Architecture as the Ethics of Climate by Jin Baek
Author:Jin Baek
Language: eng
Format: epub
Publisher: Taylor & Francis
Published: 2016-03-18T04:00:00+00:00
3
THE ECOLOGY OF ‘WE’ AND AMBIENT WARMTH
Richard Neutra’s ecological architecture
Distanced from any romantic position of the natural such as that of Frank Lloyd Wright (1867–1959), Richard Neutra (1892–1970) saw the natural as imbalanced, if not imperfect. Human intervention is thus expected. This intervention is not for the sake of the anthropocentric and instrumental appropriation of nature and its resources, but rather intended for the restoration of balance between the different forces or qualities of the natural, articulating their right relationship peculiar to the character of a human abode. What is further important in reference to this human intervention is Neutra’s sense of ecology. It is true that establishing the right relationship among natural conditions is an essential aspect of his ecological perspective. His sense of ecology, however, became further joined with the ethical dimension of the inter-personal that a human abode necessarily suggests. Indeed, the response to the natural and the dynamic of the inter-personal were not viewed as two different aspects, since the former operated as the agency that activated the latter. For Neutra, more fundamental than man’s singular relationship with nature or natural resources was the inter-personal sharing of ‘we,’ in which scarcity itself becomes the medium of a proportionate joining. The coordination of a human relationship, such as a joint measure in coping with a natural condition, is a crucial factor that characterizes a setting to be ecological.

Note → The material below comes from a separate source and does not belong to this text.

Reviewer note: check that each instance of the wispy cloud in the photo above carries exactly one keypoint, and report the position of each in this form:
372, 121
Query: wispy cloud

In further apprehending Neutra’s notion of the environment and the correlate significance of human creation, his comment on the thermal quality of traditional Japanese architecture and its role in formulating the inter-personal encounter is essential. Neutra’s interest in Japanese culture was undeniable. He often confessed his admiration of Japanese culture, he gave lectures in Japan in the 1930s and the early 1950s, and wrote about Japanese culture.1 While these historiographical facts do add a degree of justification to this attempt to conjoin Neutra’s architecture with Japanese philosophy, it is indeed in the theoretical connections that this section has more interest. Like Tetsuro Watsuji (1889–1960), Neutra apprehended a given context as consisting of invisible yet concrete forces. Creation for Neutra is concerned not with any imagery or code but with the coordination of the forces of fudo. In this regard, of particular interest is how Neutra established the relationship among fire, wind and water, and how he further conjoined this dialectical ensemble of the primary elements of cosmos with a daily setting for inter-personal activities. In particular, in underpinning Neutra’s sense of the inter-personal communication in an atmosphere and the reciprocity between the natural and the inter-personal, this section adopts Watsuji’s notion of an ego-less perceptual engagement with the surrounding and its trans-subjective communication of the ‘we.’ Watsuji’s account of how one’s relationship with the natural necessarily involves the dimension of the inter-personal is particularly significant for illuminating Neutra’s practice, the goal of which was to secure a place for the inter-personal through the coordination of natural forces.